I spoke to Ahmad Jamal recently, a man who has solved the single greatest problem facing the artist: how to grow old creatively. He spoke with absolute specificity about the music of his youth, about the difference in style between a Memphis pianist and a Pittsburgh pianist, and how elements of those styles were absorbed or ran dry in New York or on the West Coast. Jamal believes that these characteristics are innate and environmental (I hesitate to say God-given) and defy analysis. But what that misses is the sense that style, genre, approach, all the elements that make music music or art art or poetry poetry are a matter of highly localized mediations and encounters, social and economic factors, chance and happenstance, and not at all the ineluctable working-out of a style-book or ideology.

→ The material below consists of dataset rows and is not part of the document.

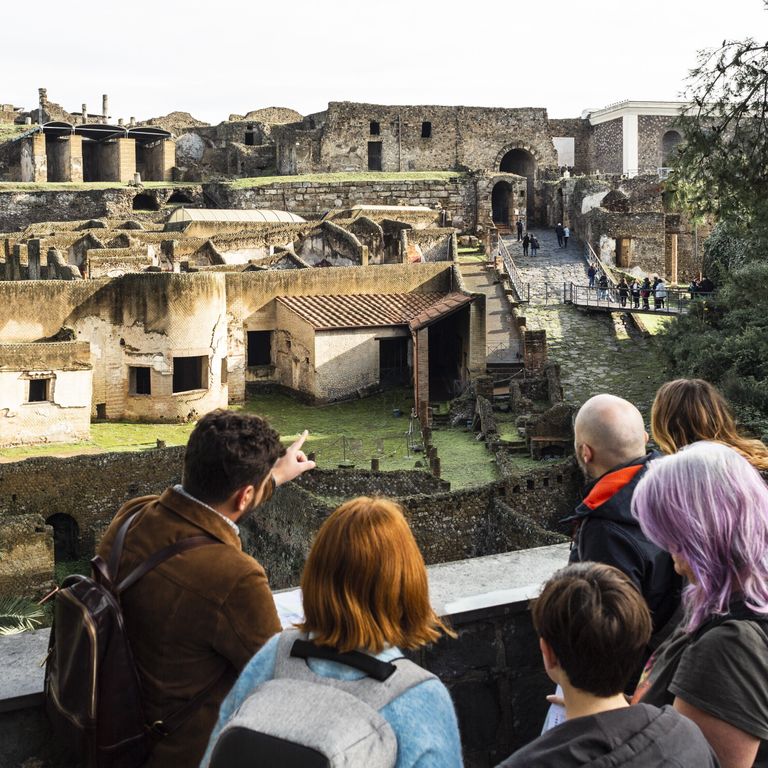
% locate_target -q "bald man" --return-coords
[566,395,681,645]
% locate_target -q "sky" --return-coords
[0,0,768,123]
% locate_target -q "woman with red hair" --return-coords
[202,497,462,768]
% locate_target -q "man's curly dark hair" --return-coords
[183,409,285,504]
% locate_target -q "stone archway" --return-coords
[491,181,513,226]
[497,145,539,222]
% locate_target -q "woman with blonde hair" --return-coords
[651,379,768,472]
[201,497,462,768]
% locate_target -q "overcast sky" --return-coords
[0,0,768,123]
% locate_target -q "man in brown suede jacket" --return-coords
[99,410,314,768]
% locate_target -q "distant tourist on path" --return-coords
[640,277,652,309]
[498,563,717,768]
[618,277,629,307]
[98,410,315,768]
[597,272,608,301]
[564,394,681,640]
[651,379,768,472]
[202,496,462,768]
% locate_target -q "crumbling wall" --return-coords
[0,188,136,232]
[404,229,458,261]
[0,341,93,447]
[0,514,53,599]
[312,102,557,173]
[0,447,578,589]
[205,174,475,226]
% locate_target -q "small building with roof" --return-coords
[247,291,476,402]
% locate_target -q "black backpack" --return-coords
[44,510,218,768]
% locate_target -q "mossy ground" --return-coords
[0,389,497,488]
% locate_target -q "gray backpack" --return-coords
[210,630,434,768]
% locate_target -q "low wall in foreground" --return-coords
[0,544,568,768]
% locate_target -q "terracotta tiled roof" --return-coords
[277,293,472,330]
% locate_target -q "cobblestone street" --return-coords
[505,229,664,418]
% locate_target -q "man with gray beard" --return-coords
[565,394,681,647]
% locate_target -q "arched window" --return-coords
[661,131,683,166]
[133,192,160,211]
[45,512,80,563]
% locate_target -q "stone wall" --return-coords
[585,210,666,275]
[637,115,682,173]
[0,514,53,599]
[205,174,475,228]
[304,102,557,173]
[0,342,93,447]
[592,118,624,174]
[294,469,451,498]
[0,440,578,588]
[0,447,184,557]
[0,189,136,232]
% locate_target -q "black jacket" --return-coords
[498,704,719,768]
[565,452,682,633]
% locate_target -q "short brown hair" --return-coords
[651,379,768,470]
[532,563,651,698]
[182,408,285,504]
[300,496,453,653]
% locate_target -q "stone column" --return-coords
[67,133,83,182]
[21,131,48,182]
[413,328,429,416]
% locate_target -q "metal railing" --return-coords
[563,283,713,315]
[499,237,531,301]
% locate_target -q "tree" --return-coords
[671,6,768,242]
[659,262,768,439]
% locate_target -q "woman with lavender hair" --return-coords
[632,442,768,768]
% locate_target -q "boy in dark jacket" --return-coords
[499,563,718,768]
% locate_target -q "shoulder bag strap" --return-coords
[149,667,230,739]
[115,536,221,595]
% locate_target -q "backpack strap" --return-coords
[115,536,220,595]
[291,639,397,683]
[91,509,219,595]
[273,630,436,711]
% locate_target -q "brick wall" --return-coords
[592,118,624,174]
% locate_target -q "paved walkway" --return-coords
[498,229,664,417]
[460,261,520,363]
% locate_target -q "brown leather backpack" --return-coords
[44,511,218,768]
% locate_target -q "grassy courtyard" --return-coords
[0,389,498,488]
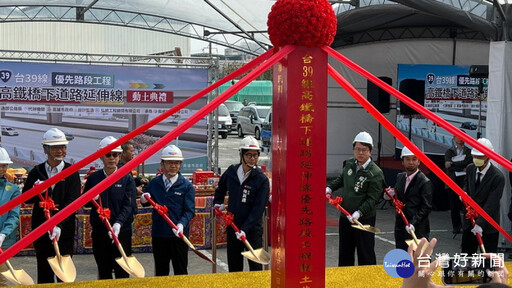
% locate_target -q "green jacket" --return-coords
[327,158,385,218]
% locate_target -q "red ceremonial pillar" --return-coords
[271,46,327,287]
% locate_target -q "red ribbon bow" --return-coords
[39,197,59,211]
[466,205,478,220]
[98,207,110,221]
[153,203,169,215]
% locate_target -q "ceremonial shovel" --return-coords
[384,188,420,250]
[144,195,215,264]
[462,200,486,253]
[91,199,146,278]
[326,197,380,233]
[34,184,76,283]
[0,248,34,285]
[215,207,270,265]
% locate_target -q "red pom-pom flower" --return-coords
[267,0,337,47]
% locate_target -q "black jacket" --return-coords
[213,164,270,232]
[395,171,432,234]
[23,162,82,239]
[463,164,505,234]
[84,169,136,233]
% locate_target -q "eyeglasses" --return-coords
[244,153,260,159]
[354,147,370,153]
[105,152,121,158]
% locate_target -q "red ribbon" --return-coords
[153,203,169,215]
[96,207,110,221]
[0,45,296,263]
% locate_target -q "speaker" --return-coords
[366,77,392,113]
[398,79,425,115]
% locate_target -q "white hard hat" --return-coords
[352,131,373,148]
[238,136,260,151]
[160,145,185,161]
[0,147,12,164]
[98,136,123,153]
[471,138,494,156]
[400,146,414,159]
[43,128,68,146]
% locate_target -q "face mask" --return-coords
[473,158,485,167]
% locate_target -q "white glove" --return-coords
[172,223,183,237]
[50,226,60,241]
[347,211,361,223]
[140,192,151,204]
[471,224,484,236]
[325,187,332,198]
[235,230,245,241]
[384,187,395,200]
[213,204,226,211]
[108,223,121,239]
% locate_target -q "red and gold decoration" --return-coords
[267,0,337,47]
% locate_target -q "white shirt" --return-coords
[44,161,64,189]
[162,174,178,187]
[236,165,252,184]
[404,169,420,193]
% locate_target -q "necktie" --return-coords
[475,172,482,188]
[165,178,172,191]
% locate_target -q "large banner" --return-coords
[397,64,488,155]
[0,62,208,173]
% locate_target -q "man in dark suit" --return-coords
[444,129,473,234]
[385,147,432,251]
[461,138,505,255]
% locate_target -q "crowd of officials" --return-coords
[0,128,512,284]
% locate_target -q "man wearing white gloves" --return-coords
[461,138,505,255]
[384,146,432,251]
[140,145,196,276]
[23,128,82,284]
[213,136,270,272]
[325,132,384,266]
[0,147,20,286]
[84,136,136,279]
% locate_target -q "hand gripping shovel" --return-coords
[91,199,146,278]
[215,207,270,265]
[326,197,380,233]
[0,248,34,285]
[384,188,422,250]
[144,195,215,264]
[39,191,76,282]
[462,201,486,253]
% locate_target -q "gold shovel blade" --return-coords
[1,269,34,285]
[116,256,146,278]
[352,224,381,233]
[48,255,76,283]
[242,248,270,265]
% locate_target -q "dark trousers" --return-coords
[34,233,75,284]
[395,228,430,251]
[448,176,466,231]
[92,230,132,279]
[151,237,188,276]
[460,228,500,255]
[227,227,263,272]
[338,214,377,266]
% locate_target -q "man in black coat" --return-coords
[385,147,432,251]
[444,133,473,234]
[461,138,505,255]
[23,128,81,284]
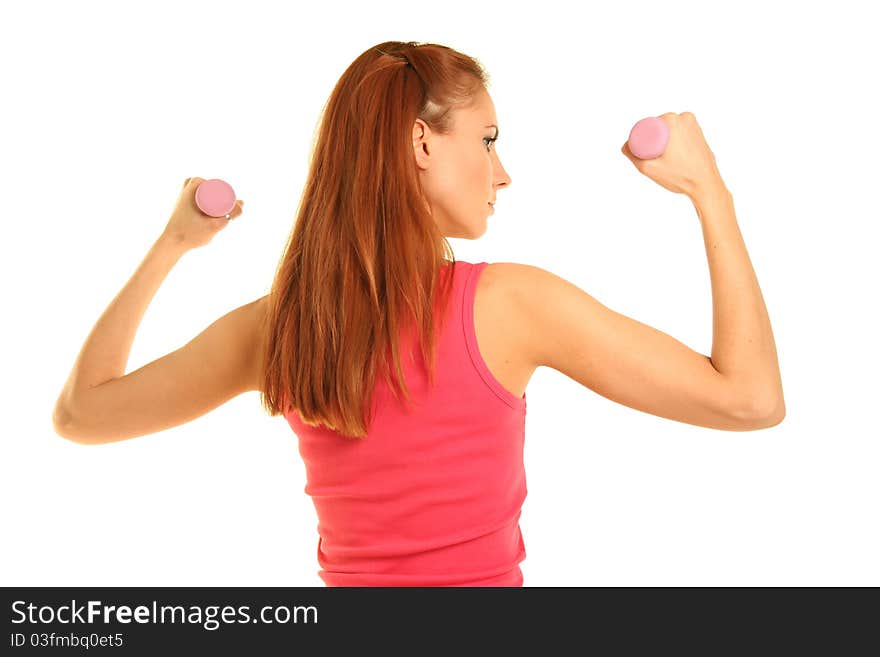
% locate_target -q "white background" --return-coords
[0,1,880,586]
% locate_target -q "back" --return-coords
[285,260,527,586]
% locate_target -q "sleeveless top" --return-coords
[284,260,527,586]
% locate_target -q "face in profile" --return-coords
[413,90,510,239]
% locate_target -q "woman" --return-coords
[55,41,785,586]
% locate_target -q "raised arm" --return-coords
[506,181,785,431]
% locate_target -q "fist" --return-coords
[620,112,724,198]
[162,177,244,249]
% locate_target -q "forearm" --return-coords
[692,183,785,416]
[56,236,185,416]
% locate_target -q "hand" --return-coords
[620,112,724,199]
[162,177,244,250]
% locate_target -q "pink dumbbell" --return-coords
[627,116,669,160]
[196,178,235,219]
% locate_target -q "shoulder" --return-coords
[475,262,562,370]
[242,294,269,391]
[480,262,565,307]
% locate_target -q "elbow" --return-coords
[737,397,785,431]
[52,406,93,445]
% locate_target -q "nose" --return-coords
[492,155,511,189]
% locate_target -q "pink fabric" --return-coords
[285,260,527,586]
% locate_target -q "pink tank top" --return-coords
[285,260,527,586]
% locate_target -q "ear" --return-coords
[412,119,431,169]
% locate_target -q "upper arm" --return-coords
[59,297,266,444]
[504,263,764,431]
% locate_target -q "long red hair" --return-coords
[260,41,489,439]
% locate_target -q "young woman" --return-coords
[54,41,785,586]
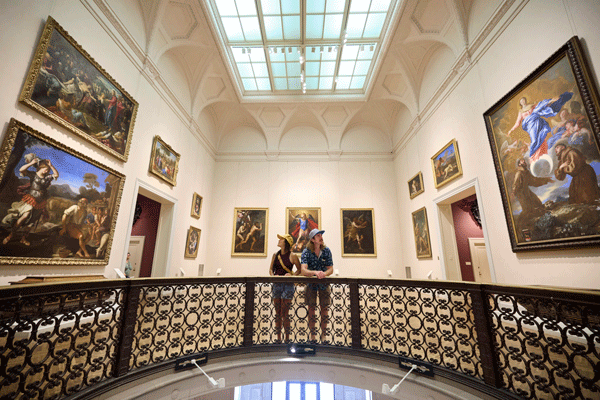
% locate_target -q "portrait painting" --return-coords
[340,208,377,257]
[150,135,180,186]
[431,139,462,189]
[484,37,600,252]
[19,17,138,161]
[184,226,201,258]
[408,171,425,200]
[285,207,321,253]
[412,207,431,258]
[0,119,125,265]
[192,193,202,218]
[231,208,269,257]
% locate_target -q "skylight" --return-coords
[206,0,397,97]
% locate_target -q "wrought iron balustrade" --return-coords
[0,277,600,400]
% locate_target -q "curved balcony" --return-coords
[0,277,600,399]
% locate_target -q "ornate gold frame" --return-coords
[19,17,139,161]
[0,118,125,265]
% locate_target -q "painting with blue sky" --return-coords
[0,119,125,265]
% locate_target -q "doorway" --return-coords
[434,178,496,282]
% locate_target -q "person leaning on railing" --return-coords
[301,229,333,342]
[269,234,300,343]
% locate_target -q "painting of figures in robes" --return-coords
[19,17,138,161]
[484,37,600,251]
[0,119,125,265]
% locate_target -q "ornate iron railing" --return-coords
[0,277,600,400]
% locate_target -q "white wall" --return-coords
[0,0,214,285]
[395,0,600,289]
[206,161,404,278]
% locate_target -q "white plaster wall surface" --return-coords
[0,0,214,285]
[206,161,401,278]
[395,0,600,288]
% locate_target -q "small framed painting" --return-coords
[231,208,269,257]
[192,192,202,218]
[431,139,462,188]
[185,226,201,258]
[19,17,138,161]
[285,207,321,253]
[150,135,180,186]
[412,207,431,258]
[340,208,377,257]
[408,171,425,200]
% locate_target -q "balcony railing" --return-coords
[0,278,600,399]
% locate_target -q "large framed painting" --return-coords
[408,171,425,200]
[231,208,269,257]
[184,226,202,258]
[340,208,377,257]
[191,192,202,219]
[19,17,138,161]
[484,37,600,252]
[0,119,125,265]
[431,139,462,189]
[149,135,180,186]
[412,207,431,258]
[285,207,321,253]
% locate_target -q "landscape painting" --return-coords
[484,37,600,251]
[19,17,138,161]
[0,119,125,265]
[231,208,269,257]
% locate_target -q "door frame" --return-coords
[433,178,496,283]
[121,178,177,278]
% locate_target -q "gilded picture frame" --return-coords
[408,171,425,200]
[285,207,322,253]
[190,192,202,219]
[231,207,269,257]
[483,36,600,252]
[340,208,377,257]
[431,139,462,189]
[19,17,138,161]
[184,226,202,258]
[412,207,432,259]
[149,135,181,186]
[0,119,125,265]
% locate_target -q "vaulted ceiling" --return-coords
[102,0,506,159]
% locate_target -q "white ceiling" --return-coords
[102,0,506,159]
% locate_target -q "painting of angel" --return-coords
[286,207,321,253]
[484,37,600,251]
[340,208,377,257]
[231,208,269,257]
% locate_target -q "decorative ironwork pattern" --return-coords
[359,285,483,378]
[488,294,600,399]
[0,288,123,399]
[130,283,246,370]
[252,279,351,347]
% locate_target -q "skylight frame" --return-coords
[204,0,401,101]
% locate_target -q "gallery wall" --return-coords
[0,0,214,285]
[206,159,404,278]
[395,0,600,289]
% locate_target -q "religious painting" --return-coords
[408,171,425,200]
[231,208,269,257]
[0,119,125,265]
[150,135,180,186]
[484,37,600,252]
[431,139,462,188]
[340,208,377,257]
[412,207,431,258]
[192,193,202,218]
[184,226,201,258]
[19,17,138,161]
[285,207,321,253]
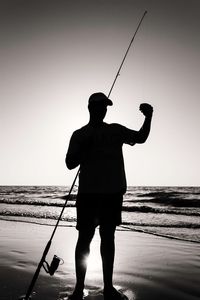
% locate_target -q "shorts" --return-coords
[76,194,123,230]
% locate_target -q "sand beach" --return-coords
[0,220,200,300]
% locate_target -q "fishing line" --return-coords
[18,11,147,300]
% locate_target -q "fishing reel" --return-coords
[42,255,64,276]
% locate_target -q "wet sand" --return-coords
[0,220,200,300]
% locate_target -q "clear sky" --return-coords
[0,0,200,186]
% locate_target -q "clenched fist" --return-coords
[140,103,153,117]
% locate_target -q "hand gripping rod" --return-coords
[19,11,147,300]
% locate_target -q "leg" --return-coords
[100,225,116,290]
[73,228,95,299]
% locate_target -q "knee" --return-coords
[99,227,115,243]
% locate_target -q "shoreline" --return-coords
[0,216,200,245]
[0,220,200,300]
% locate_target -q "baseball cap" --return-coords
[88,93,113,106]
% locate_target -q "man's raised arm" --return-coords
[136,103,153,144]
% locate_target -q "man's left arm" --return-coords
[136,103,153,144]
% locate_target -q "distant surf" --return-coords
[0,186,200,242]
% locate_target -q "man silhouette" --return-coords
[66,93,153,300]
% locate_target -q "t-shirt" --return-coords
[67,123,137,194]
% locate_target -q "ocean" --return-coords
[0,186,200,243]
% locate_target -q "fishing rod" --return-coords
[18,11,147,300]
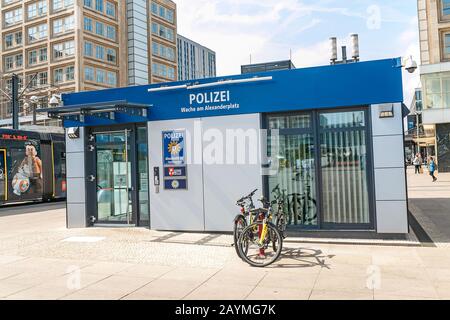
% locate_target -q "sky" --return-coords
[175,0,420,106]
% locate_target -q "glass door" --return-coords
[268,114,319,229]
[0,149,8,201]
[95,130,131,224]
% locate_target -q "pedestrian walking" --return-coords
[429,157,437,182]
[413,153,422,174]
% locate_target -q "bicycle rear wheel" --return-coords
[238,222,283,267]
[233,216,247,258]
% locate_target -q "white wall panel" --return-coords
[202,114,262,231]
[148,119,205,231]
[377,201,408,233]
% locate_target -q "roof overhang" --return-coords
[38,100,151,128]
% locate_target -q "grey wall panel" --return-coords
[67,203,87,229]
[375,168,406,201]
[377,201,408,233]
[202,114,262,231]
[370,103,403,136]
[67,178,86,203]
[148,119,205,231]
[66,128,84,153]
[373,135,405,169]
[66,152,85,178]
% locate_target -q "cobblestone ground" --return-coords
[0,188,450,300]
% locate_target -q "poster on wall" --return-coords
[8,140,43,200]
[163,130,186,166]
[162,130,187,190]
[0,150,7,201]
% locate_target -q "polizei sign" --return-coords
[181,90,240,113]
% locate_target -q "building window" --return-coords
[95,21,105,36]
[53,16,75,34]
[65,66,75,81]
[84,41,93,57]
[106,26,116,41]
[28,24,47,42]
[95,0,103,12]
[54,68,64,83]
[106,49,117,64]
[5,31,22,49]
[96,69,106,83]
[151,1,174,23]
[84,67,94,81]
[53,40,75,60]
[107,71,117,87]
[95,46,105,60]
[38,71,48,86]
[84,17,92,32]
[441,0,450,18]
[106,1,116,18]
[28,50,38,66]
[84,0,92,9]
[27,1,47,19]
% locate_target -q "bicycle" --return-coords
[237,198,283,267]
[233,189,258,255]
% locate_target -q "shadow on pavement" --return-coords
[267,248,335,269]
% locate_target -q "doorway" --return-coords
[88,124,150,227]
[0,149,8,201]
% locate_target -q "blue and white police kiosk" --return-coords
[48,59,408,234]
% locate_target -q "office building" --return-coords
[177,35,216,81]
[0,0,177,125]
[417,0,450,172]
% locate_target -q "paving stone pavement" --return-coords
[0,185,450,300]
[408,168,450,248]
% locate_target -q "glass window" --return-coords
[106,26,116,41]
[442,0,450,16]
[106,1,116,18]
[95,21,105,36]
[84,67,94,81]
[96,69,106,83]
[95,0,103,12]
[95,46,105,60]
[28,50,37,65]
[320,113,370,225]
[54,69,64,83]
[84,41,93,57]
[84,17,92,32]
[39,48,47,62]
[320,111,365,129]
[65,66,75,81]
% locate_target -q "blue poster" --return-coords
[163,130,186,166]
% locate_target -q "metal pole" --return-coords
[11,74,19,130]
[33,103,37,125]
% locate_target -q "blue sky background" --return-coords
[175,0,419,104]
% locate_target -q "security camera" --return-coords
[405,60,417,73]
[403,56,417,73]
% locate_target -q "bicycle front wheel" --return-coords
[233,216,247,257]
[238,222,283,267]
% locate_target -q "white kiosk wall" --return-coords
[148,114,262,231]
[371,103,408,233]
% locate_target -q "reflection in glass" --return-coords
[269,134,318,226]
[320,114,370,224]
[96,131,132,222]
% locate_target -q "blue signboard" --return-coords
[162,130,186,167]
[63,59,403,127]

I grew up in austere circumstances and among austere people. My local and national culture is unrecognizable now, not least in being local and national no more. A swamping quantity of recorded music, plus the everywhere-at-the-center ethos of the internet, has delivered a plenitude of sound that is almost unbearably gratifying, but also unmapped, undifferentiated and divorced from personal association. Our cognitive mix tapes are lost in the surrounding buzz. Sound, as in space, comes from every direction simultaneously, echoes of the cybernetic big bang. With download culture on the rise, music increasingly approaches the ideal condition of the “acousmatic” – if ever there were a more overrated idea, I’ve still to hear it – coming at us unannounced, without provenance, as much invasive as – the second most overrated – “immersive.” It’s blissful, but also boring and disorientating.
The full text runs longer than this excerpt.